(Gen. 24.)
NOW Abraham had not forgotten that God had said, “I know him that he will command his children after him, and they shall keep the way of the Lord,” and He therefore instructs Eliezer to fetch a wife for Isaac from his own kindred. It would be hardly possible for anyone who began to read this beautiful chapter to put it down unfinished, for, to speak of nothing else, the manner in which God prospers the way of Abraham’s servant and answers his prayer, is remarkable. But, without entering into details, there is something far beyond the surface here. It happened as “a type for us.” The Father has sent down the Holy Ghost into this world to call and lead through it a bride for His Son, as Abraham sent Eliezer to find and bring through the desert a wife for Isaac. Of the Holy Ghost it is said, “He shall testify of Me,” and Eliezer delights to speak of the riches and glory belonging to Abraham and Isaac, adding, “to him (Isaac) hath he given all that he hath.” God has committed everything to Christ, “the Father loveth the Son, and hath given all things into His hand.” The only begotten Son of the Father, who went through death for us, who rose from the grave, and who is now in Heaven, will not be there alone. He died that He might “bring forth much fruit” and have “many sons” in glory with Him: so the Holy Ghost is convincing people of sin, and gathering out sinners to form the Church of God down here, that shall in glory be “the bride, the Lamb’s wife.” When Bethuel and Laban said to Rebekah, “Wilt thou go with this man?” how ready is her reply, “I will go.” Do any of my readers thus make choice of Christ? You have not seen Him, neither had Rebekah seen Isaac, but you may say by faith, “whom having not seen you love,” for you have heard of His love and glory, and how He died to win your hearts, and “these are written that ye might believe that Jesus is the Christ, the Son of God: and that believing, ye might have life through His name.” The word of God is the testimony to you, for “the Holy Scriptures are able to make thee wise unto salvation, through faith, that is in Christ Jesus.” “Faith cometh by hearing, and hearing by the word of God.”

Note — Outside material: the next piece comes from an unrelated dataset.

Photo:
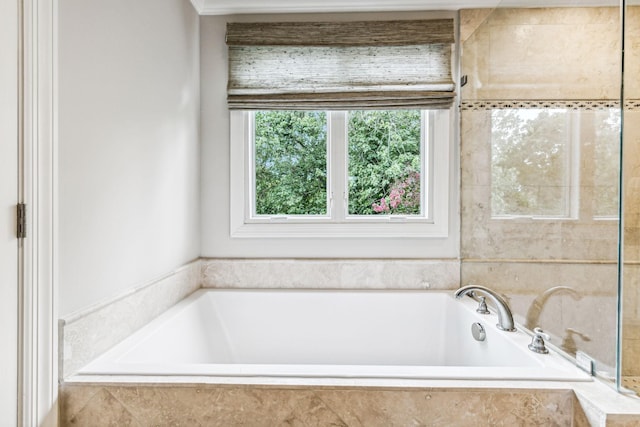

By-and-by, when we are in the place prepared for us in the Father’s house, we shall look back and see how the Holy Ghost has ministered to us all through the wilderness from the very moment when our hearts have said, “I will go,” and we shall wonder at the love and mercy that chose us and bore with us. It is “God who is rich in mercy.”
In this remarkable history concerning Abraham, the friend of God, we have the pattern of one who walked before God as a stranger and a pilgrim, in a land where God was unknown; may those of us who know the Lord learn to do the same, remembering too that we have a further example in Christ, that we may follow His steps.